For some the start at a new school was very daunting. Five-year-old Jayde Gould fought back the tears as mum Tracy kissed her goodbye.

"She has been looking forward to coming here, but last night the nerves took hold and she was crying about it, but she'll be fine," said Mrs Gould.

Headteacher Sue Lines and her staff were on duty in the playground to show their young charges around the school.

But some couldn't resist a look back. "It's all right, but I miss Raeburn infants," said seven-year-old Dean Summers as he ran off into school.

Elsewhere teachers at some Suffolk schools were left sitting in staff rooms today as the Criminal Records Bureau continues to plough through its backlog of checks.

However new guidance from the government means the county will have almost a full complement of teaching staff in the classroom when term starts.

Now anyone who has already been checked in the past, like newly-qualified teachers, and those moving between education authorities who have been recently checked through the previous checking system, will be able to work in schools whilst their CRB check is updated.

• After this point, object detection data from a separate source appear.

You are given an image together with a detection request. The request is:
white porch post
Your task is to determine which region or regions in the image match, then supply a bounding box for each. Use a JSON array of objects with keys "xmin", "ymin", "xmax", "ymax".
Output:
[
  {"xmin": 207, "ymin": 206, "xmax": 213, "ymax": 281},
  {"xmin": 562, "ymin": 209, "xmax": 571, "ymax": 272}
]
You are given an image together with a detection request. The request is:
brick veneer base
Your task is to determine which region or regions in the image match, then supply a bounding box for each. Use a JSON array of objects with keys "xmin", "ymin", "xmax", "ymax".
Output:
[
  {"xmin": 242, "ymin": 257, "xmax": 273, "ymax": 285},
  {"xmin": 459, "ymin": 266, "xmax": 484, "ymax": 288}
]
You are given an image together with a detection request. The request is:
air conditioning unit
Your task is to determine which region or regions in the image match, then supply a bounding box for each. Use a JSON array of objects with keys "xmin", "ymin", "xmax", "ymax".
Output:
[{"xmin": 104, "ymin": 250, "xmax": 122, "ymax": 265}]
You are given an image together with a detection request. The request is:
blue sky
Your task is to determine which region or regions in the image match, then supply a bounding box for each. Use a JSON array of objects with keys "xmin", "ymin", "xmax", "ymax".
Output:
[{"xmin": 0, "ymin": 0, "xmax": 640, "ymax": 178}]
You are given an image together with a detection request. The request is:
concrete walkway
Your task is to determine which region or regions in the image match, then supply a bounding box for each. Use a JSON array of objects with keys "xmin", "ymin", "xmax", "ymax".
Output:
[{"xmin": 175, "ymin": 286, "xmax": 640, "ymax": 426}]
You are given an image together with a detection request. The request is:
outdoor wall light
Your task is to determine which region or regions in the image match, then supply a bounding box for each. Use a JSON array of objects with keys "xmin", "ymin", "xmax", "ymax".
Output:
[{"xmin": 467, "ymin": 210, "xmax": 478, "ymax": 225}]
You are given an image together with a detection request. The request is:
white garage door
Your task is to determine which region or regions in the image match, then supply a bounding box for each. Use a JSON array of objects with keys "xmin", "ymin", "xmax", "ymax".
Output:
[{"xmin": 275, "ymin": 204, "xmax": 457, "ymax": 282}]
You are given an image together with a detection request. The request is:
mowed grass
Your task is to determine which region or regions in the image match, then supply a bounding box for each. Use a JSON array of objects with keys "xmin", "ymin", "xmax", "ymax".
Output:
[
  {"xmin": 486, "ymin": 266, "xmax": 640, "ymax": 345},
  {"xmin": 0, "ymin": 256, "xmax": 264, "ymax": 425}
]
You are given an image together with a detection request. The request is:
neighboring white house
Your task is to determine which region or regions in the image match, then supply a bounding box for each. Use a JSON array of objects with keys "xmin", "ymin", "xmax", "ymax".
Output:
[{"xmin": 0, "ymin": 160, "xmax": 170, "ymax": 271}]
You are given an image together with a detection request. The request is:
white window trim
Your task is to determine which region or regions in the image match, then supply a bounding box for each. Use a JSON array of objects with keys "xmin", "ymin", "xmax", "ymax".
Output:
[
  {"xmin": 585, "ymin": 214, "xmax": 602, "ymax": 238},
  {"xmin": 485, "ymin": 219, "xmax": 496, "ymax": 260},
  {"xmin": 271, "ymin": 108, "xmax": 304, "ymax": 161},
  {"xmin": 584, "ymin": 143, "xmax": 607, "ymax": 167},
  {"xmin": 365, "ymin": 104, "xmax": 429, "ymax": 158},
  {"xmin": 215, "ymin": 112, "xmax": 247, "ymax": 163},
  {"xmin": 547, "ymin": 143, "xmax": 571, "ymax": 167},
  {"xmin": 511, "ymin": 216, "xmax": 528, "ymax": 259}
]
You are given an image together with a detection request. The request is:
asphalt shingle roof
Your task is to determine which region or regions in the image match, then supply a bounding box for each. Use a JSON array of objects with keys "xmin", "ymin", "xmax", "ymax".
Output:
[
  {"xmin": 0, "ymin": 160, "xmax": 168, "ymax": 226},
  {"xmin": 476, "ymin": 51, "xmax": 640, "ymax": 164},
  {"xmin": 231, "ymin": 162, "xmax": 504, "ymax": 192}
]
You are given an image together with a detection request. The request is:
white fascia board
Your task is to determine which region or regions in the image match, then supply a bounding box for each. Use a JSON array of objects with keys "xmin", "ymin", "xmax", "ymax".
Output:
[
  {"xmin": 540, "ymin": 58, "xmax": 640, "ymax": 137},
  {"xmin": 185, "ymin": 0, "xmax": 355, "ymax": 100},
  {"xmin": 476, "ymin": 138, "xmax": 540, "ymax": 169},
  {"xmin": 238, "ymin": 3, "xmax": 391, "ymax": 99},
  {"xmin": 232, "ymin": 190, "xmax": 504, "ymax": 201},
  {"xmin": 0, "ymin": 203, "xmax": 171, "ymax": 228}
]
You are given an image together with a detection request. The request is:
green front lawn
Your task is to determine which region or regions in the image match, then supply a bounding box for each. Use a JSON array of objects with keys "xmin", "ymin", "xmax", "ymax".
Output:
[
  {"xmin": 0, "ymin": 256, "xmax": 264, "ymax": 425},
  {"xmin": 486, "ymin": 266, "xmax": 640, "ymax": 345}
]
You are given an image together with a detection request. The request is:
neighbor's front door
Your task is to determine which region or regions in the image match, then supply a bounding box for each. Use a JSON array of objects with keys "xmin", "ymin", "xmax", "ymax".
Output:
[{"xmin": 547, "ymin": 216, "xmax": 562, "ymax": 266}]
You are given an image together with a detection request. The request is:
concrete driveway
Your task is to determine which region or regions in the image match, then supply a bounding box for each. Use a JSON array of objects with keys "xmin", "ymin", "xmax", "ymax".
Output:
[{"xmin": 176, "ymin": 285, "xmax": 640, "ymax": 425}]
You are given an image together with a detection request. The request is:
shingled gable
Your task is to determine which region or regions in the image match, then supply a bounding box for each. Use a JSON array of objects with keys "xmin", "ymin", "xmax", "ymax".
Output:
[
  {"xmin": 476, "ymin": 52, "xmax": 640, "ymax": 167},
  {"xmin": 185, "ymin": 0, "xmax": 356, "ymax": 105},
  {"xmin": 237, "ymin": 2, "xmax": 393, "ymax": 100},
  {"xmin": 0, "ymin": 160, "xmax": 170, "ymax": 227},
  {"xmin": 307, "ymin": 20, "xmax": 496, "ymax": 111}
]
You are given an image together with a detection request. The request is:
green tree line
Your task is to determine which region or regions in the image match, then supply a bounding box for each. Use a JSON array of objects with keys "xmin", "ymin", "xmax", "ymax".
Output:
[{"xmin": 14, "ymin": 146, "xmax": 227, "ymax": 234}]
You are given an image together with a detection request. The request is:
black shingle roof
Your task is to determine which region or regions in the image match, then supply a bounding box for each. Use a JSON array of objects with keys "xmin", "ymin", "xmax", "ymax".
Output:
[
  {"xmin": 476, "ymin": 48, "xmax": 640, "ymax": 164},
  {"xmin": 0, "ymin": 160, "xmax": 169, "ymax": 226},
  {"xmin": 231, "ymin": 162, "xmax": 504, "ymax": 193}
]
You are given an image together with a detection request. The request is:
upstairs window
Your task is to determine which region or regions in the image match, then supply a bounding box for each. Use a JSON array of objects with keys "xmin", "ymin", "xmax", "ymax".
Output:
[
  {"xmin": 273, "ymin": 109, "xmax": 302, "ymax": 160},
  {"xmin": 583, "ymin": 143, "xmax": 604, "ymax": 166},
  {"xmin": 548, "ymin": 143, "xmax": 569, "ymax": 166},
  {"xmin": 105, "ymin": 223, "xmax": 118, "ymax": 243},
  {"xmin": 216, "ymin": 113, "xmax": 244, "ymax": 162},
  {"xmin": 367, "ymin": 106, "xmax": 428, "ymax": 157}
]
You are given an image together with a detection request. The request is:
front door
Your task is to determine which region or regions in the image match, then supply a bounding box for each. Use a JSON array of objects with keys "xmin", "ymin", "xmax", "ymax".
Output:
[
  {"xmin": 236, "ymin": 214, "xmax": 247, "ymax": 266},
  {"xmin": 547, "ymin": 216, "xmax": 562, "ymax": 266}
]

Suffolk still has 534 outstanding checks on members of school staff. This includes 277 who are deemed to be priorities for checking – teachers and classroom assistants.

Some of these are newly qualified teachers, who, following guidance from the Department for Education and Skills, will be able to work in the classroom while CRB checks are completed.

A council spokesman said: "The small number of staff who are not able to be in a classroom will be in school undertaking planning and preparation work, but will not have direct contact with children."

There have been some difficulties in providing classroom support assistants for children with very specific special education needs. But they can attend school as normal today.

David Thornton, deputy director of education said: "We have been helping schools to operate within the DfES guidance to ensure that those people who can legitimately work with children are able to do so, and that those who cannot are clearly identified and given other work."